Vu la requête sommaire et le mémoire complémentaire enregistrés les 12 février 1988 et 10 juin 1988 au secrétariat du Contentieux du Conseil d'Etat, présentés pour M. X..., demeurant ... et M. Y..., demeurant ... ; les requérants demandent que le Conseil d'Etat annule une décision en date du 9 septembre 1987 par laquelle la commission créée par l'article 24 de la loi du 3 juillet 1985 modifiée relative aux droits d'auteur et aux droits des artistes-interprêtes, des producteurs de phonogrammes et de vidéogrammes et des entreprises de communication audiovisuelle a fixé la rémunération due par les discothèques et activités similaires ;
Vu les autres pièces du dossier ;
Vu le traité instituant la communauté économique européenne ;
Vu l'ordonnance 59-2 du 2 janvier 1959 ;
Vu la loi n° 85-660 du 3 juillet 1985 modifiée ;
Vu l'ordonnance n° 45-1708 du 31 juillet 1945, le décret n° 53-934 du 30 septembre 1953 et la loi n° 87-1127 du 31 décembre 1987 ;
Après avoir entendu en audience publique :
- le rapport de Mme Bechtel, Maître des requêtes,
- les observations de la SCP Nicolay, de Lanouvelle, avocat de M. Gérard X... et de M. Jean Y... et de la SCP Lyon-Caen, Fabiani, Thiriez, avocat du ministre de la culture et de la francophonie,
- les conclusions de M. Scanvic, Commissaire du gouvernement ;
Sur la violation des dispositions de l'article 4 de l'ordonnance du 2 janvier 1959 :
Considérant que les requérants font valoir que les droits voisins fixés par la décision contestée s'assimilent pour partie à une taxe affectée au soutien de certaines activités qui, conformément aux dispositions de l'article 4 de l'ordonnance susvisée du 2 janvier 1959, ne pouvait être instituée que par décret en Conseil d'Etat ; que c'est, toutefois, la loi du 3 juillet 1985, par ses articles 24 et 38, qui institue le principe de l'affectation d'une partie des droits dont la décision attaquée a pour seul objet de définir l'assiette et le taux ; que, par suite, les requérants ne sauraient utilement invoquer la violation de l'article 4 de l'ordonnance du 2 janvier 1959 ;
Sur la violation de la loi et du principe de l'égalité devant l'impôt :
Considérant qu'aux termes de l'article 22 de la loi du 3 juillet 1985 les "utilisations des phonogrammes publiés à des fins de commerce, quel que soit le lieu de fixation de ces phonogrammes, ouvrent droit à rémunération au profit des artistes-interprètes et des producteurs.
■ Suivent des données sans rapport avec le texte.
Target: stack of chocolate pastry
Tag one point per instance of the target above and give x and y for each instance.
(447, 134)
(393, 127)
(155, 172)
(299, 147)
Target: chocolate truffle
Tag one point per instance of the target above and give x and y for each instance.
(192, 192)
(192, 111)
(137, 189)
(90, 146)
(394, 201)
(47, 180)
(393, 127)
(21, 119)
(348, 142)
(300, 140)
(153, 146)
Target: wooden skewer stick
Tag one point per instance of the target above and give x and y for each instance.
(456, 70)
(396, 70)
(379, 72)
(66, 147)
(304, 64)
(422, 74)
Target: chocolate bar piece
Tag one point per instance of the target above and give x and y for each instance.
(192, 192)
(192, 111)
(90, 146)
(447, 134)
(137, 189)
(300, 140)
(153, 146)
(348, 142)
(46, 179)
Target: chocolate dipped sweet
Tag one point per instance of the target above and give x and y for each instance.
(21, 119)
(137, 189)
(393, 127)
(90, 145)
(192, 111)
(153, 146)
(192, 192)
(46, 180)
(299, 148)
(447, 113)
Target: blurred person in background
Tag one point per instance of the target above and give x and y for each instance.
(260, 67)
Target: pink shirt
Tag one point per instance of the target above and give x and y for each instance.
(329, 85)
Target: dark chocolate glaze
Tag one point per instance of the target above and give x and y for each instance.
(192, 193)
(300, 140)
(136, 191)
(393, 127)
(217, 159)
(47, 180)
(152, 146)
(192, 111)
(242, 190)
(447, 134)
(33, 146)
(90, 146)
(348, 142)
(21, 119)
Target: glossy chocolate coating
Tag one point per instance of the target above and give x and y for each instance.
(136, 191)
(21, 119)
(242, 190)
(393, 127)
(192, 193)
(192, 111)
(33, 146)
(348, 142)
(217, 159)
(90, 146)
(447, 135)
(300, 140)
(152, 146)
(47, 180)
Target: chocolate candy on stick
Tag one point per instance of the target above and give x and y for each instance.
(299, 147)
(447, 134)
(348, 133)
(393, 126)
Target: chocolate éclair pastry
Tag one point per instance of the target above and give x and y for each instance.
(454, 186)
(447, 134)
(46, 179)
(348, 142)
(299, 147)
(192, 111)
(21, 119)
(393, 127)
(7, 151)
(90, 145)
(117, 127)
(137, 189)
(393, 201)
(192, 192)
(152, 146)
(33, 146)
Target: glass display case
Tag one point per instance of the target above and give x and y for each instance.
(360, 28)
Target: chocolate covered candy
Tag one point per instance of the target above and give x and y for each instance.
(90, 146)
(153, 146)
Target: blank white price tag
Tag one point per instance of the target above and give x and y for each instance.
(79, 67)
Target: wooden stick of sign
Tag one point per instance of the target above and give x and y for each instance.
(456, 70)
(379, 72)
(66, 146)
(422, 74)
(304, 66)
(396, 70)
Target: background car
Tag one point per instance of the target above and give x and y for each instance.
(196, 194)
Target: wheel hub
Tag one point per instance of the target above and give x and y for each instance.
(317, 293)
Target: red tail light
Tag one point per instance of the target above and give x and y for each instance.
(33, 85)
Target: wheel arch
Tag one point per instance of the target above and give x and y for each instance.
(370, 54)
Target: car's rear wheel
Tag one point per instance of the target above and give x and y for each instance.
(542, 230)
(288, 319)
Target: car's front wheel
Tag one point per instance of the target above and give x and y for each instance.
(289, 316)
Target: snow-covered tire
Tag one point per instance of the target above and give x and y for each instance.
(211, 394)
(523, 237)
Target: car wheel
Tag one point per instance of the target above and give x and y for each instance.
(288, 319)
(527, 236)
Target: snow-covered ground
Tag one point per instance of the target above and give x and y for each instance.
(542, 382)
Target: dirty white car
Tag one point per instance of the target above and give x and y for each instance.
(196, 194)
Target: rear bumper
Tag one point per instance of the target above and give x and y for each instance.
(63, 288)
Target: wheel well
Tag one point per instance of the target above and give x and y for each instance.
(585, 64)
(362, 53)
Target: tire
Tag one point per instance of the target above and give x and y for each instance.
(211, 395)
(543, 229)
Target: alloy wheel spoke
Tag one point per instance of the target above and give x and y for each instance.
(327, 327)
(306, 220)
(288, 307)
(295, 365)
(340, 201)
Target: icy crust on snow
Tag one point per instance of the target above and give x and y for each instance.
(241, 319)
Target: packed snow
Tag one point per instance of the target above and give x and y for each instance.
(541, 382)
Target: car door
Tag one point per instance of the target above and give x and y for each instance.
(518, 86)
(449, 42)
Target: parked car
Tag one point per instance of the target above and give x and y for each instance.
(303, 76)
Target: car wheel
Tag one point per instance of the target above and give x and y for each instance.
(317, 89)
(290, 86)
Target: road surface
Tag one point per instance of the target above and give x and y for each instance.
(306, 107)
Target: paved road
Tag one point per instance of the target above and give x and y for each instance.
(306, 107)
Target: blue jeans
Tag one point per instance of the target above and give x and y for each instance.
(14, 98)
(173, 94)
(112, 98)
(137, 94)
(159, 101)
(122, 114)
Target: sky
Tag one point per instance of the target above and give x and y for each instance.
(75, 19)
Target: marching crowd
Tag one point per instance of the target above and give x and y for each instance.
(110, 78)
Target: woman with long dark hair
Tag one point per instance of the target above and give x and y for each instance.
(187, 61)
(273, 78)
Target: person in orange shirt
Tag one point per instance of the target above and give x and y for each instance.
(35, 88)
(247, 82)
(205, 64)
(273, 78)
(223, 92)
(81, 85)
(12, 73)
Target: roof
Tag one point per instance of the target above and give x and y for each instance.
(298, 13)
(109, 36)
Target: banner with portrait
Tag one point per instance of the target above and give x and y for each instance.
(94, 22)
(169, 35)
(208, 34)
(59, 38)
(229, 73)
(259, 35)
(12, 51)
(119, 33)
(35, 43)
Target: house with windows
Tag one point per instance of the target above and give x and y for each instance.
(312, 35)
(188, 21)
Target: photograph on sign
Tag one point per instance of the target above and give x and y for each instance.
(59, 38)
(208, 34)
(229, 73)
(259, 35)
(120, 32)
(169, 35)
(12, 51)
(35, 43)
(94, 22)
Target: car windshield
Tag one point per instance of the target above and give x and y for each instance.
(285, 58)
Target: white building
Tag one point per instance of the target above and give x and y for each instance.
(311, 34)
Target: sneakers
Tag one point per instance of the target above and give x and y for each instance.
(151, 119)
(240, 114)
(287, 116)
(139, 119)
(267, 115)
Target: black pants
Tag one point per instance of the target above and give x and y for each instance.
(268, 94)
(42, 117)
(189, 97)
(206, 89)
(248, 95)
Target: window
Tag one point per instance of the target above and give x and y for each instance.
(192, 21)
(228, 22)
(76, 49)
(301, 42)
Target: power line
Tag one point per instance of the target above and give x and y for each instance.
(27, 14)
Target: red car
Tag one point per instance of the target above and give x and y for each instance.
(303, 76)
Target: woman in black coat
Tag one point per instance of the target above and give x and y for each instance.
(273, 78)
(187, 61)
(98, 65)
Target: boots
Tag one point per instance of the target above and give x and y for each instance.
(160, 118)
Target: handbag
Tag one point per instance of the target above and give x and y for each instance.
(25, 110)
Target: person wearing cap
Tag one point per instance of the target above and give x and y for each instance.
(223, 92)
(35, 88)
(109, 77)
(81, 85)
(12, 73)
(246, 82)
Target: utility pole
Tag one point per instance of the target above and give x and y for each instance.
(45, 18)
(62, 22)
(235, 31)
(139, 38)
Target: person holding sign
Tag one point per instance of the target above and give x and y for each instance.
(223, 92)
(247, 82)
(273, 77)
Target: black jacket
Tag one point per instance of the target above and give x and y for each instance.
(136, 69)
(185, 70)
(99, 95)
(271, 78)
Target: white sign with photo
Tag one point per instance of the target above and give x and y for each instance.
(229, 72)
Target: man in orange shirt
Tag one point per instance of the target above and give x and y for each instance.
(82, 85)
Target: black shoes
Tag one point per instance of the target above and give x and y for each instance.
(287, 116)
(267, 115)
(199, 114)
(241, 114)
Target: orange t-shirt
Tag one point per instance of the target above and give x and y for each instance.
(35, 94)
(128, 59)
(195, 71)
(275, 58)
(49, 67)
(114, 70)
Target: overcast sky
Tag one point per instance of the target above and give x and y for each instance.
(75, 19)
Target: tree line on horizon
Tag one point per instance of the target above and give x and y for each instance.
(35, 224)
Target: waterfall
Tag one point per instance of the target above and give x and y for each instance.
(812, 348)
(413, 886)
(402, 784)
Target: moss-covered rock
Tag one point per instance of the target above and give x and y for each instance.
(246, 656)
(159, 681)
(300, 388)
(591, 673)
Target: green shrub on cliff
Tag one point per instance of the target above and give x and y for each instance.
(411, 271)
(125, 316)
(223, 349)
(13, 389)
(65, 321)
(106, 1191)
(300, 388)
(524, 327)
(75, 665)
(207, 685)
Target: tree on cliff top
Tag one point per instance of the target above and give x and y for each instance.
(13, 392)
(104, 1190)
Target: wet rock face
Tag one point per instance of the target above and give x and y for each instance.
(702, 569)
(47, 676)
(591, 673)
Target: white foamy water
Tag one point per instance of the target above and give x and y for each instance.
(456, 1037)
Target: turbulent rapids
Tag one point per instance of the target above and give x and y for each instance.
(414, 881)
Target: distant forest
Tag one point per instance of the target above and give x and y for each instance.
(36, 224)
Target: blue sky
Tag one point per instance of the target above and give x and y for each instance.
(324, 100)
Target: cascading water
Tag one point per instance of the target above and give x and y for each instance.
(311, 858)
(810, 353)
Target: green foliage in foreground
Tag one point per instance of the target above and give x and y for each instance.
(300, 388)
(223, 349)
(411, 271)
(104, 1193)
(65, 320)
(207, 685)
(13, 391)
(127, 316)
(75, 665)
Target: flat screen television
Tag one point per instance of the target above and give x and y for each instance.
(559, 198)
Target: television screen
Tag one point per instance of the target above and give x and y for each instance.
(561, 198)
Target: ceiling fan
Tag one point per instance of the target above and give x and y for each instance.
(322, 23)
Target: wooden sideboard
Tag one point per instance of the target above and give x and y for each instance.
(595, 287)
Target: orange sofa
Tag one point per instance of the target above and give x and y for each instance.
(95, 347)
Cette rémunération est versée par les personnes qui utilisent les phonogrammes publiés à des fins de commerce ... Elle est assise sur les recettes de l'exploitation ou, à défaut, évaluée forfaitairement dans les cas prévus à l'article 35 de la loi n° 57-298 du 11 mars 1957 précitée" ;
Considérant qu'il résulte des dispositions précitées qu'en prévoyant que l'assiette de la rémunération due par l'enseble des discothèques et activités similaires comprend "l'ensemble des recettes brutes produites par les entrées ainsi que par la vente des consommations ou la restauration", la commission instituée à l'article 24 de la loi du 3 juillet 1985 a fait une exacte application de la loi ; qu'ainsi MM. X... et Y... qui ne peuvent en tout état de cause utilement faire valoir que les recettes provenant de la vente de consommation ou de la restauration, dont ils ne contestent pas qu'elles constituent des recettes de l'exploitation, ne pouvaient être prises en compte dès lors qu'elles seraient étrangères à l'utilisation des phonogrammes dans une discothèque, ne sont pas fondés à soutenir que la décision attaquée en date du 9 septembre 1987 serait entachée d'illégalité au regard des dispositions de la loi du 3 juillet 1985 ;
Considérant qu'en instituant un système de rémunération assis sur l'ensemble des recettes de l'exploitation et applicable à la totalité des exploitants de discothèques et lieux similaires, la décision attaquée qui traite de manière identique l'ensemble des assujettis n'a pas porté atteinte au principe de l'égalité devant l'impôt fixé par l'article 13 de la déclaration des droits de l'homme et du citoyen ;
Sur la violation des stipulations du traité instituant la communauté économique européenne :
Considérant en premier lieu que les requérants soutiennent que la rémunération des droits voisins dont le principe a été fixé par l'article 22 de la loi du 3 juillet 1985, a pour effet d'instituer une taxe d'effet équivalent au sens de l'article 12 du traité ainsi qu'une imposition indirecte au sens du 2° alinéa de l'article 95 du même traité dès lors qu'une partie des droits versés par les utilisateurs est affectée, en vertu de l'article 38 de la loi, à des actions d'aide à la création, à la diffusion du spectacle vivant et à des actions de formation d'artistes ; que toutefois ce moyen ne peut être utilement invoqué à l'encontre des dispositions de l'article 5 de la décision attaquée, dès lors que leur unique objet est de fixer l'assiette et le taux de la rémunération due par les discothèques et activités similaires ;
Considérant en second lieu qu'en faisant valoir à l'encontre de la décision attaquée le fait qu'elle placerait les utilisateurs de discothèques sises sur le territoire français dans une situation défavorable par rapport aux exploitants d'autres Etats membres, les requérants, qui se bornent à relever que l'utilisation des phonogrammes ne donnerait lieu à aucune rémunération dans d'autres Etats membres, contestent en réalité le principe même de l'existence d'une rémunération assise sur l'utilisation des phonogrammes ; qu'il ressort clairement des stipulations de l'article 86 du traité instituant la communauté économique européenne que ce principe n'est pas contraire aux règles instituées par ledit article ;
Considérant qu'il résulte de ce qui précède qu'il y a lieu, sans faire droit aux conclusions de MM. X... et Y... tendant à la saisine de la CJE par voie de question préjudicielle, de rejeter la requête ;
Article 1er : La requête de MM. X... et Y... est rejetée.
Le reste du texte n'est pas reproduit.